Various Uses In Industry
Alongside being produced for personal consumption, alcohol has varying and different uses in industry. Ethanol’s main and largest single use is as a motor fuel, mainly as a biofuel additive to gasoline. Two of the world’s main producing countries of biofuel are Brazil and the United States, together accounting for 88% of global ethanol fuel production in 2011. This fuel is produced from very common crops such as sugar cane, potato, manioc and corn and is thus considered renewable energy. Typical blends are 10% ethanol (the rest is gasoline), which is accepted by most U.S. cars todays. In Brazil, the government made it mandatory to blend gasoline with ethanol, and since 2007 the legal minimum blend is 25% ethanol, 75% gasoline. In addiction, so called flex-fuel automobiles, which are experiencing a wave of popularity in Brazil, can use any combination of gasoline and ethanol, including pure (100%) ethanol. Despite its branding as a renewable energy source, the use of alcohol fuel is not without its doubts: producing ethanol requires large stretches and arable land, which may increase food prices. In addition, ethanol fuel pollutes the air with CO2 up to 19% more than traditional gasoline fuel.

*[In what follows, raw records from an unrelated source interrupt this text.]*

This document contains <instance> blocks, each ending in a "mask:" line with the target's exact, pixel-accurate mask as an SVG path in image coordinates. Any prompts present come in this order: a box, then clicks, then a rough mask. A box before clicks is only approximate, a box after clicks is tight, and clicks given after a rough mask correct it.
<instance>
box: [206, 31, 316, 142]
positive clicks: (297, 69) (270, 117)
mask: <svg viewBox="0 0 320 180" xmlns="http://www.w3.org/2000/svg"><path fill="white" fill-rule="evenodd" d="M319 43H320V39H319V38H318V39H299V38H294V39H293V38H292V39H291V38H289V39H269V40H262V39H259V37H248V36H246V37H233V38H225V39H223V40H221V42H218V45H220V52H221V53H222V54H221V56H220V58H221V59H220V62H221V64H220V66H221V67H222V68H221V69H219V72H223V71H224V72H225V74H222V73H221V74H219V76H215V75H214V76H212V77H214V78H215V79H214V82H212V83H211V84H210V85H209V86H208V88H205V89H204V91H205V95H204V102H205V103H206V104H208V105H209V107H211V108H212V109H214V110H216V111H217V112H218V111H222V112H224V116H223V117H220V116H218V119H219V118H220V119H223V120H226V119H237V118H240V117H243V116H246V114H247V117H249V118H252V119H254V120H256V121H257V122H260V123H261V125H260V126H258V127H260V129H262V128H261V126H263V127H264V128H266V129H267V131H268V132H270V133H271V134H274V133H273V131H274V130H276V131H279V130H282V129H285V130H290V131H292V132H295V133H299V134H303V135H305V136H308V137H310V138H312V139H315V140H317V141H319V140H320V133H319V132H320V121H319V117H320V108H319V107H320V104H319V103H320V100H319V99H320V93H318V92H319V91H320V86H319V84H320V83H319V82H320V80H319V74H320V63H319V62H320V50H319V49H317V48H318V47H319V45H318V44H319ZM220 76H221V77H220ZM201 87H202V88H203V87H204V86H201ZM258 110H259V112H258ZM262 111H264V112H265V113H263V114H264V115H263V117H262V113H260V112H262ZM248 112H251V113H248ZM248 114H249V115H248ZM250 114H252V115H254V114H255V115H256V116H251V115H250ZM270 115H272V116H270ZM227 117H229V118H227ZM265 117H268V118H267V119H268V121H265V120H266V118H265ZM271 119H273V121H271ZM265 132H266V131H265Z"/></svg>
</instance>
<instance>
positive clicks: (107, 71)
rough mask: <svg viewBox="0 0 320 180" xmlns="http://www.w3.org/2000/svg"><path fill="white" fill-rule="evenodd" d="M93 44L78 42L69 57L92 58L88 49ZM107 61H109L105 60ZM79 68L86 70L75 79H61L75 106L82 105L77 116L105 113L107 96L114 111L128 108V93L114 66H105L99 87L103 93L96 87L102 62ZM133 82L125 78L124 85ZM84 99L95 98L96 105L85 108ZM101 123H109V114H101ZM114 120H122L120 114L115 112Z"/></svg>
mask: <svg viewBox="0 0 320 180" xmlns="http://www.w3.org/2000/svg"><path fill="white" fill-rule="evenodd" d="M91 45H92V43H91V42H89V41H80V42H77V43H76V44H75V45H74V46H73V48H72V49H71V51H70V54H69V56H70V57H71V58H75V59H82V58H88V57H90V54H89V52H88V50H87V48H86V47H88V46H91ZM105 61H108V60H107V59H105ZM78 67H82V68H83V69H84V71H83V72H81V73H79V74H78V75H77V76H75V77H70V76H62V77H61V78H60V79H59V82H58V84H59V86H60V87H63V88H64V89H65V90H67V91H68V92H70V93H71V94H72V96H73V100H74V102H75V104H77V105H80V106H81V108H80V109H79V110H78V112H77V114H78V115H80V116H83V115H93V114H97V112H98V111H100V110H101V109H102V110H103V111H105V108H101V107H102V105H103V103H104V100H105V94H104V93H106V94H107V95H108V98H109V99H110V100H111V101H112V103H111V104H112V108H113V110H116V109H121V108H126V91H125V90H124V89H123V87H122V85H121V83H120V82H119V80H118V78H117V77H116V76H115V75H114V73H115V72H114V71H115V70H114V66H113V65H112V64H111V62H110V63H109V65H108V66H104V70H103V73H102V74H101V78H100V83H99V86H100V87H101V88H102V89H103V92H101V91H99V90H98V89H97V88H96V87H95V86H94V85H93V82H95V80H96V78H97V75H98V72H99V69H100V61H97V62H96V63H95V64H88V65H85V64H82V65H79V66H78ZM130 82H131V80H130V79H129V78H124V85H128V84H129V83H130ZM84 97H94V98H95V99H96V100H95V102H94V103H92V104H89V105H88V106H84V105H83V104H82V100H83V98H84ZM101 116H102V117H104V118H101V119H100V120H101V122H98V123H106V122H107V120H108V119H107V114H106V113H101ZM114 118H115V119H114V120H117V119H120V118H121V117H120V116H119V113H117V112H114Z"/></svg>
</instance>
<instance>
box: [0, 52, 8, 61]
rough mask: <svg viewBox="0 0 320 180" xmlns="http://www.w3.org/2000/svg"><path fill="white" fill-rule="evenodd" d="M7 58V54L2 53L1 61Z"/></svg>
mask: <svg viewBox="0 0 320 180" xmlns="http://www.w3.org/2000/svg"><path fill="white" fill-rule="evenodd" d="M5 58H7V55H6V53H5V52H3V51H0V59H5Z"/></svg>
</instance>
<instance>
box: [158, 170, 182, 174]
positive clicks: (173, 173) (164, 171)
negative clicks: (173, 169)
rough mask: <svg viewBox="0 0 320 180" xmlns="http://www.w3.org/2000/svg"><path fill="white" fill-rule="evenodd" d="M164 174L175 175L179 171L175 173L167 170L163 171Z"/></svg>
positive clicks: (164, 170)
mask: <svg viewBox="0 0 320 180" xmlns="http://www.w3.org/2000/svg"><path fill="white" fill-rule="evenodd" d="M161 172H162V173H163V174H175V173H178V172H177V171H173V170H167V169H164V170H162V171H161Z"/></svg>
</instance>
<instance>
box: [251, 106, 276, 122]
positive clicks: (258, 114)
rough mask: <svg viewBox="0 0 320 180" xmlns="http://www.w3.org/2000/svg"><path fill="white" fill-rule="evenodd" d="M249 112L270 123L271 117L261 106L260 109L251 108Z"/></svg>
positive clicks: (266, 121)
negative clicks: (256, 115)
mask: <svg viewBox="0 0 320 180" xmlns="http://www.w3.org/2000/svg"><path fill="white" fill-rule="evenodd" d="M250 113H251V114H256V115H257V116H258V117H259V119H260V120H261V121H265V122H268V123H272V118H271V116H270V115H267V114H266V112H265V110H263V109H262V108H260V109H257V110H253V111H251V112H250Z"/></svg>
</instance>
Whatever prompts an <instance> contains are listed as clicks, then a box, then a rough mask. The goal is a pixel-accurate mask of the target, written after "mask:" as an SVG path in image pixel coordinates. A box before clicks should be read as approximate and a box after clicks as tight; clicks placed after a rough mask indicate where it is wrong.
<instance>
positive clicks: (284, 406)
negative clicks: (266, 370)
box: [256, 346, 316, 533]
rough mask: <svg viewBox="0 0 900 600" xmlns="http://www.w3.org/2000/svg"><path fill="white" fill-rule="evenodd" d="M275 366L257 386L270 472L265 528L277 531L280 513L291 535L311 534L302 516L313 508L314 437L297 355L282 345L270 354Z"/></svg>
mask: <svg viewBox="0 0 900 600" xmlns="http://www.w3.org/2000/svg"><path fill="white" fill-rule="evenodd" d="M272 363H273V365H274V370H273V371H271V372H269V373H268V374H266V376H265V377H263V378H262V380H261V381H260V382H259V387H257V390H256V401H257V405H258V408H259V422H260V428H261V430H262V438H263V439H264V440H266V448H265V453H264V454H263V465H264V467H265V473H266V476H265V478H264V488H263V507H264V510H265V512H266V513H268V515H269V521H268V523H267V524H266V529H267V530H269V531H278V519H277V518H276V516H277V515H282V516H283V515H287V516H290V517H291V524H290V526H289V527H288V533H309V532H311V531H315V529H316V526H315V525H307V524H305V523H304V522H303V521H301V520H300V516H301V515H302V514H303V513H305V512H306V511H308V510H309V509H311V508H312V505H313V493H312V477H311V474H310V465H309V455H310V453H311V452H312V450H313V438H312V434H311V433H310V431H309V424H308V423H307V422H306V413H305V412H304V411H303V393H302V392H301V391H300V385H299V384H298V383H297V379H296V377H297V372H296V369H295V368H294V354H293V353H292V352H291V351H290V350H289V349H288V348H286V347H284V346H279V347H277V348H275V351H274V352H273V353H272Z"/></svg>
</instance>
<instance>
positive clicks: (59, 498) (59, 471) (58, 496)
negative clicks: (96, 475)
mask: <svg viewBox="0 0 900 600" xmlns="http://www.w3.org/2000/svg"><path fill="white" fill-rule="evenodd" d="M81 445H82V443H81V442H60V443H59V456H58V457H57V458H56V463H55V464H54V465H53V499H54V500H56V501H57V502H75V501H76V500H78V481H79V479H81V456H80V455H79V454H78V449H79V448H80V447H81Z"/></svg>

This has led many to question this particular use of ethanol and suggest moving to centralized biomass energy production methods, which may be more friendly on the environment.
Other uses of ethanol include utilizing it as rocket fuel, or as a base chemical for other organic compounds. It plays a role as an antiseptic, most commonly in antibacterial hand sanitizer gels, as ethanol is known to kill organisms and to be effective against most bacteria and fungi. Another area of use is treatment for poisoning by other alcohols, particularly methanol. Ethanol is also a solvent, found in paints and some personal care products such as perfumes and deodorants.
Historically, prior to the development of modern medicine, alcohol served a multitude of medical purposes. It was reputed to be a truth drug, as is evident by the Latin saying ‘in vino veritas’ (in wine lies the truth’), as well as medicine for depression.
What Is Alcohol Made Of?
Chemically, all alcohols can be defined as organic compounds in which a hydroxyl functional group (-OH) is bound to a carbon atom. In simpler terms, alcohols are made of carbon, oxygen and hydrogen. Ethanol specifically, being a subset of alcohol, retains this structure while refining it into the empirical molecular formula of C2H6O, translating into two carbon atoms, six hydrogen atoms and one oxygen atom. The process of fermentation turns sugars, principally glucose and sucrose, into ethanol, by heating them up to 35-40 degrees.
Alcohol is probably the one of the most prominent recreational drug to achieve popularity among humans in both its rational consumption form, where it has seen wide acceptance and even encouragement in countless cultures, and in its extreme use forms, which not seldom lead to severe physical conditions, even death. Hardly any other drug is more associated with both leisure time convenience, ritual necessity, on the one hand, and on the other with groups such as Alcoholics Anonymous, products of many individuals being subdued to the drug’s addictive force.